SoftBank could walk away from the $3 billion WeWork stock buybacks it agreed to as part of its bailout plan: WSJ

Masayoshi Son Softbank Adam Neumann WeWork

SoftBank could walk away from part of its WeWork bailout, the Wall Street Journal reported Tuesday.
In a notice to WeWork shareholders, the Japanese investor said regulatory inquiries into WeWork could be justification to back out of a deal to repurchase $3 billion of WeWork shares.
If SoftBank didn’t execute that part of the bailout, it wouldn’t affect the $5 billion debt financing package – but it could mean that founder Adam Neumann wouldn’t sell his shares back.
The news comes just as WeWork’s business will likely be hit hard by the pandemic, which is shuttering office buildings globally.
For more WeWork stories, click here.

SoftBank Group could walk away from a significant part of its multi-billion dollar WeWork bailout program, the Wall Street Journal reported on Tuesday.

The Japanese investor sent a notice to WeWork shareholders Tuesday that it could back out of its agreement to purchase up to $3 billion of WeWork shares because of probes from the Securities and Exchange Commission and the Justice Department.

Spokespeople for WeWork and SoftBank declined to comment. Neumann’s representative, who lives in Israel, could not be immediately reached for comment.

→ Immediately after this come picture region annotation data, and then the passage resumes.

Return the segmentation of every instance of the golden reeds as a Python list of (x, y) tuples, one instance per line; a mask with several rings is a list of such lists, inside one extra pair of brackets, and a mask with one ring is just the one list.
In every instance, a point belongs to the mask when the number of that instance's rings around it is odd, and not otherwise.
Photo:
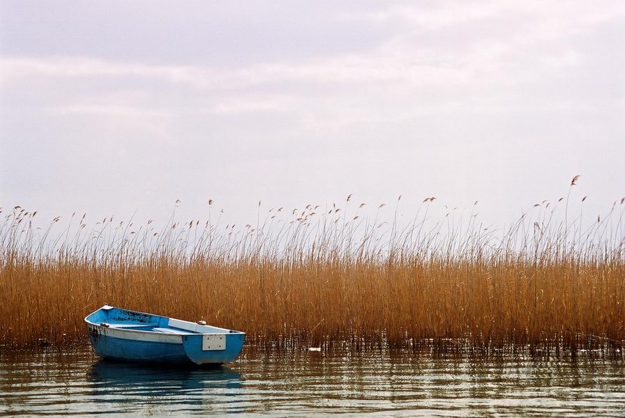
[(545, 201), (491, 231), (472, 212), (468, 224), (428, 224), (434, 200), (407, 226), (396, 210), (386, 231), (377, 215), (308, 205), (241, 230), (112, 217), (87, 231), (83, 216), (54, 239), (59, 219), (37, 231), (36, 212), (16, 206), (0, 228), (0, 341), (84, 341), (83, 318), (107, 302), (203, 318), (265, 347), (621, 348), (622, 209), (583, 226), (555, 222)]

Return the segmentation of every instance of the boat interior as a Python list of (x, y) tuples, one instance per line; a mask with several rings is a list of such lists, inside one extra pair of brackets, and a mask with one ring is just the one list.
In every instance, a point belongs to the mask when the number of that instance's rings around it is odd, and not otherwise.
[(133, 331), (147, 331), (165, 334), (229, 334), (238, 331), (226, 330), (205, 325), (205, 323), (192, 323), (166, 316), (135, 312), (105, 306), (86, 317), (86, 320), (96, 325)]

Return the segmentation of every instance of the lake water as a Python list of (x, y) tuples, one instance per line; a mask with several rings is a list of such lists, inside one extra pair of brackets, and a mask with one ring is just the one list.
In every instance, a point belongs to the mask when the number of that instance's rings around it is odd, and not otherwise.
[(622, 357), (246, 353), (213, 370), (0, 353), (0, 415), (625, 415)]

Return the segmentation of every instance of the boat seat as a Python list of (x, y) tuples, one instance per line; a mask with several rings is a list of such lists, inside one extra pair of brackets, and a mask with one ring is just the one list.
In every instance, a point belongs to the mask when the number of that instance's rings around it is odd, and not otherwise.
[(167, 334), (193, 334), (189, 331), (185, 331), (184, 330), (174, 330), (173, 328), (153, 328), (153, 330), (159, 332), (166, 332)]
[(140, 327), (156, 327), (158, 324), (111, 324), (109, 323), (111, 328), (138, 328)]

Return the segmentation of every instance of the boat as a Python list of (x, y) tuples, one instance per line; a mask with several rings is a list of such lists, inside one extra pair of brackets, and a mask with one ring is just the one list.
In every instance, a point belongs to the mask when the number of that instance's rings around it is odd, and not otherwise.
[(162, 364), (223, 364), (243, 348), (245, 332), (135, 312), (107, 304), (84, 318), (103, 359)]

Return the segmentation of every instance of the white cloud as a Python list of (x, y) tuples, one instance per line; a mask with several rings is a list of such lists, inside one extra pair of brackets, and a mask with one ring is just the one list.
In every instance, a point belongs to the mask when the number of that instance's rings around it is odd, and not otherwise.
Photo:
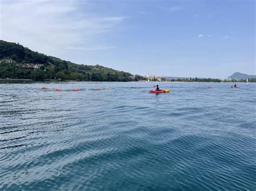
[(76, 47), (72, 46), (68, 46), (66, 47), (66, 49), (73, 49), (73, 50), (78, 50), (78, 51), (99, 51), (99, 50), (104, 50), (108, 49), (113, 49), (114, 48), (114, 46), (101, 46), (97, 47), (95, 48), (85, 48), (85, 47)]
[(95, 45), (99, 34), (116, 29), (127, 18), (90, 12), (87, 3), (82, 10), (80, 1), (0, 0), (0, 39), (60, 56), (69, 46)]

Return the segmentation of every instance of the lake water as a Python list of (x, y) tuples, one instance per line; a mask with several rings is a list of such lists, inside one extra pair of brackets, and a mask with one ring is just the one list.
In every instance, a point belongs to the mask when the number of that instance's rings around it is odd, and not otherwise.
[(159, 84), (0, 84), (0, 190), (255, 190), (256, 83)]

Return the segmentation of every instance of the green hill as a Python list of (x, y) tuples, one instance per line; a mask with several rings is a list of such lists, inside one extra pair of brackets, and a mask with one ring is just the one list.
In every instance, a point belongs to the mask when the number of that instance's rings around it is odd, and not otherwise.
[(76, 64), (3, 40), (0, 40), (0, 78), (122, 82), (143, 79), (99, 65)]
[(240, 72), (235, 72), (227, 78), (231, 79), (248, 79), (248, 78), (255, 78), (256, 75), (248, 75), (246, 74), (240, 73)]

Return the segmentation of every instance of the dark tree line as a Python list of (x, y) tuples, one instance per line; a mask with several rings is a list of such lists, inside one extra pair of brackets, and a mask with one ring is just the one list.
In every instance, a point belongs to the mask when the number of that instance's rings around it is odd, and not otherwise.
[[(122, 82), (143, 79), (139, 75), (99, 65), (77, 65), (32, 51), (18, 44), (0, 40), (0, 59), (11, 59), (14, 63), (0, 63), (0, 78)], [(23, 63), (43, 66), (26, 68), (21, 66)]]

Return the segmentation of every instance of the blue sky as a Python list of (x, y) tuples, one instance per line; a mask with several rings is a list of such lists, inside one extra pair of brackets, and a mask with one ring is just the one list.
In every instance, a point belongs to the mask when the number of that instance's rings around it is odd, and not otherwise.
[(0, 38), (132, 74), (255, 74), (254, 1), (0, 0)]

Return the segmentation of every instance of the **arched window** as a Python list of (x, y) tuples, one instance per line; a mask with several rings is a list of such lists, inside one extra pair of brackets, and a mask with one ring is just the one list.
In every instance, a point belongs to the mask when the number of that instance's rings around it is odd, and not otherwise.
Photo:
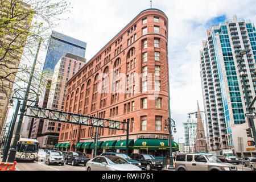
[(121, 59), (118, 57), (118, 59), (117, 59), (115, 63), (114, 63), (114, 68), (115, 68), (117, 67), (118, 67), (120, 65), (120, 64), (121, 64)]

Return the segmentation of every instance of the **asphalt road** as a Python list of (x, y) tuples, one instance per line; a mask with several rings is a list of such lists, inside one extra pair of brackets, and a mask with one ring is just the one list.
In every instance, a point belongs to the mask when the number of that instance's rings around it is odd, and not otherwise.
[[(235, 166), (238, 171), (251, 171), (250, 167), (245, 167), (241, 164)], [(85, 167), (83, 165), (72, 166), (70, 164), (52, 164), (48, 166), (43, 162), (35, 162), (34, 163), (19, 162), (16, 165), (16, 171), (86, 171)], [(166, 170), (166, 169), (164, 169)]]

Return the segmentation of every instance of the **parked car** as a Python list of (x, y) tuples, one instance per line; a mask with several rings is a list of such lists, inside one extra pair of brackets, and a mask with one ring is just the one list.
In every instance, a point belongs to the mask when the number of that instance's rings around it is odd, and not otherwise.
[(256, 158), (254, 157), (245, 157), (243, 158), (243, 160), (242, 161), (242, 164), (245, 167), (246, 167), (247, 166), (250, 166), (250, 162), (252, 159), (255, 159)]
[(66, 160), (66, 155), (68, 154), (68, 152), (62, 152), (63, 156), (64, 158), (64, 160)]
[(100, 156), (87, 162), (87, 171), (141, 171), (138, 166), (130, 164), (118, 156)]
[(43, 162), (46, 159), (46, 152), (44, 150), (40, 150), (38, 154), (38, 158), (36, 158), (36, 161)]
[(238, 163), (242, 164), (242, 161), (243, 160), (243, 159), (241, 158), (237, 158), (237, 159), (238, 160)]
[(111, 156), (118, 156), (123, 158), (131, 164), (135, 165), (139, 167), (141, 167), (141, 163), (139, 161), (131, 159), (131, 158), (126, 154), (117, 153), (117, 152), (105, 152), (101, 154), (101, 156), (111, 155)]
[(80, 152), (69, 152), (66, 155), (65, 161), (66, 164), (71, 163), (72, 166), (84, 164), (85, 166), (89, 160), (85, 154)]
[(177, 155), (175, 171), (237, 171), (237, 168), (212, 154), (192, 153)]
[(251, 171), (256, 171), (256, 158), (251, 160), (250, 162), (250, 167)]
[(151, 155), (143, 154), (132, 154), (130, 155), (131, 159), (139, 161), (141, 167), (147, 171), (156, 169), (162, 170), (163, 167), (163, 162), (156, 160)]
[(62, 153), (59, 151), (48, 151), (46, 153), (45, 162), (47, 165), (60, 164), (63, 166), (64, 164), (64, 157)]

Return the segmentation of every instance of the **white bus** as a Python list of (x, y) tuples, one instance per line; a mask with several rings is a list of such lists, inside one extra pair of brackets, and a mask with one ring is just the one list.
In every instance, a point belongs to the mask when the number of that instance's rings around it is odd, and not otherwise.
[(39, 144), (36, 139), (20, 138), (17, 143), (15, 160), (36, 160), (38, 158)]

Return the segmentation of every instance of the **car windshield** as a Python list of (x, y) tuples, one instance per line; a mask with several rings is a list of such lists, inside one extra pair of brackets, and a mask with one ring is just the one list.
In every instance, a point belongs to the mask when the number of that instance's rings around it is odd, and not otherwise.
[(227, 157), (235, 157), (234, 154), (225, 154), (225, 156), (226, 156)]
[(151, 155), (143, 155), (145, 159), (155, 159), (155, 158)]
[(221, 160), (220, 160), (217, 157), (214, 155), (207, 155), (206, 157), (208, 159), (210, 163), (221, 163)]
[(130, 158), (128, 155), (127, 155), (125, 154), (117, 154), (116, 155), (125, 159), (131, 159), (131, 158)]
[(108, 156), (106, 158), (110, 164), (129, 164), (129, 163), (123, 158), (118, 156)]
[(82, 152), (73, 152), (73, 156), (85, 156), (85, 154), (82, 153)]
[(254, 158), (253, 159), (251, 159), (251, 162), (253, 162), (253, 163), (255, 163), (256, 162), (256, 158)]
[(53, 155), (53, 156), (60, 156), (60, 152), (51, 152), (51, 155)]
[(46, 155), (46, 152), (39, 152), (38, 155)]

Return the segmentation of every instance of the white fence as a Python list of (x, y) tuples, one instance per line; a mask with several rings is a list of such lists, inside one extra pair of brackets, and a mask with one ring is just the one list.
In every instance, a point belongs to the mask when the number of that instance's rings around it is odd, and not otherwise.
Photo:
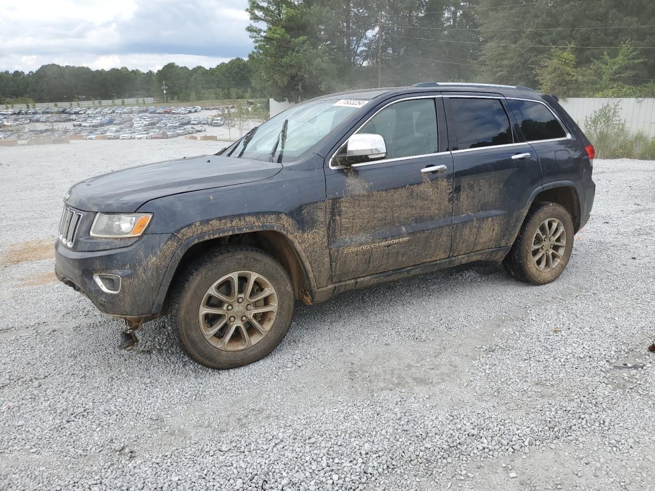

In November, Bloomberg reported that the SEC was looking at whether WeWork violated financial rules before its attempt at an initial public offering, which was ultimately shelved. In a December hearing with SEC chairman Jay Clayton, Senator Tom Cotton — who had derided WeWork founder Adam Neumann in the past — questioned how the entrepreneur could legally exert so much control over his company and why the SEC didn’t step in sooner.

The New York State Attorney General was also investigating WeWork in the late fall, including whether Neumann had been enriching himself through intertwining his personal and corporate investments.

Tender offer in jeopardy

The stock buyback program was set up in part to allow Neumann, who was ousted in September, to sell $970 million of his stock to SoftBank. Under the plan, SoftBank would own 80% of WeWork after the full tender closed, a date which was set for April 1.

If SoftBank backed out of the tender offer, it would not affect the $5 billion financing deal that was part of the original bailout, the Wall Street Journal reported.

And SoftBank could still go through with the tender, or use it as a tactic to negotiate or delay.

The notice to WeWork shareholders comes as the embattled office company is likely to face steep economic challenges under new CEO Sandeep Mathrani. The coronavirus pandemic is closing offices and even cities across the world.

WeWork’s business model, which is based largely on short-term rental agreements, has never been tested in a global downturn. Its only publicly-traded peer, IWG, has seen its stock crash 67% in a month.

Last year, Neumann told Business Insider that WeWork would actually benefit from a downturn, a claim experts then said they doubted.